Die Berliner Produktion des Stückes (siehe nmz online vom 22.6.2015) war nach acht Vorstellungen abgesetzt worden, in Regensburg war zwischenzeitlich ein Videomitschnitt öffentlich zu sehen gewesen.

Nach anfänglichen nervösen Lachern konzentriert und bewegt verfolgte das Publikum den beklemmenden Abend, der mit größtem Einfühlungsvermögen die Szenen von Sadismus und sexueller Gewalt mit wunderbarer Musik überblendet. Wittenbrink gelingt mit seiner Zusammenstellung das Paradox, dass diese ihre Unschuld verliert und dabei doch ihre tröstende Kraft bewahrt. Das Mozart’sche „Lacrimosa“ am Ende ist dann aber ein Schlag in die Magengrube, und Veit Schubert liefert im Epilog als selbstgefälliger Odenwald-Rektor im Rollstuhl die perfideste Version von „My way“ ab, die sich vorstellen lässt.

Was das Schauspielensemble (!) neben der grandiosen darstellerischen Seite chorisch und solistisch leistete, war überwältigend.
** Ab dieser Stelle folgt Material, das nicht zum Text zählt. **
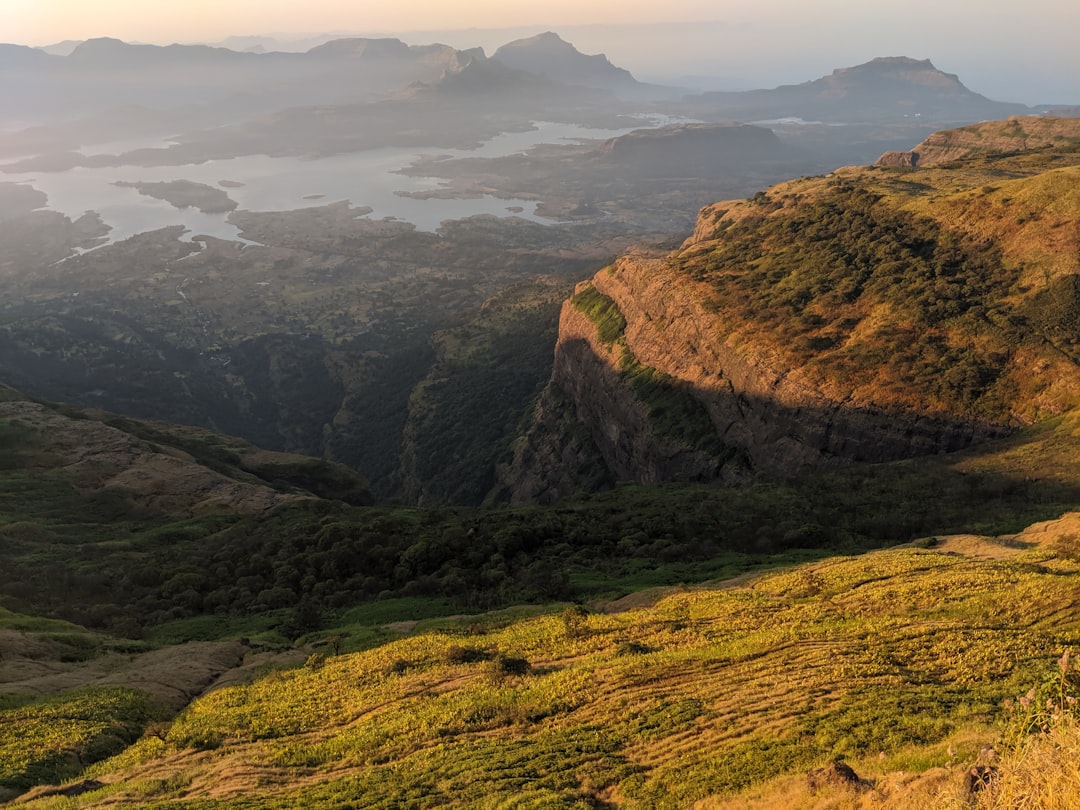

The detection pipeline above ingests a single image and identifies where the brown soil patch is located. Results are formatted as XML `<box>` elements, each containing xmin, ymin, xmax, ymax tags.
<box><xmin>0</xmin><ymin>640</ymin><xmax>246</xmax><ymax>711</ymax></box>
Entsprechend tosend fiel der Beifall aus und die meisten Zuschauer blieben auf ihren Plätzen, als der Regensburger Theaterintendant Jens Neundorff von Enzberg anschließend den Autor Wittenbrink (der die Vorstellung vom Klavier aus auch geleitet hatte), den Domspatzen-Chormanager Christof Hartmann sowie zwei Ensemblemitglieder zum Gespräch auf die Bühne bat.

Hartmann zeigte sich von der Aufführung tief beeindruckt und verwies auf die zugegebenermaßen verspätete und erst nach erheblichem öffentlichen Druck nunmehr in die Wege geleitete Aufarbeitung der Missbrauchsfälle. Eine eingehendere Diskussion zu dieser Frage mit Wittenbrink, der den Finger unter starkem Zwischenapplaus in die Wunden legte, entwickelte sich nicht, was vor allem daran lag, dass kein Kirchenvertreter mit auf dem Podium saß.

Toni Schmid, Ministerialdirigent im bayerischen Kunstministerium, hatte sich als Teilnehmer entschuldigen lassen. Als Statement ließ er aber verkünden, er habe alles, was er jetzt sei, seiner Zeit bei den Domspatzen zu verdanken, was Franz Wittenbrink einleuchtend als Gemeinplatz entlarvte. Leicht war schließlich aber eine Einigkeit darüber zu erzielen, dass das Theater durchaus einer der Orte sein könne und müsse, an dem ein solches Thema zu verhandeln sei. Was, so ließe sich ergänzen, vor allem auch etwas mit der künstlerischen Qualität zu tun hat, mit der es geschieht. Franz Wittenbrink hat gezeigt, wie’s geht.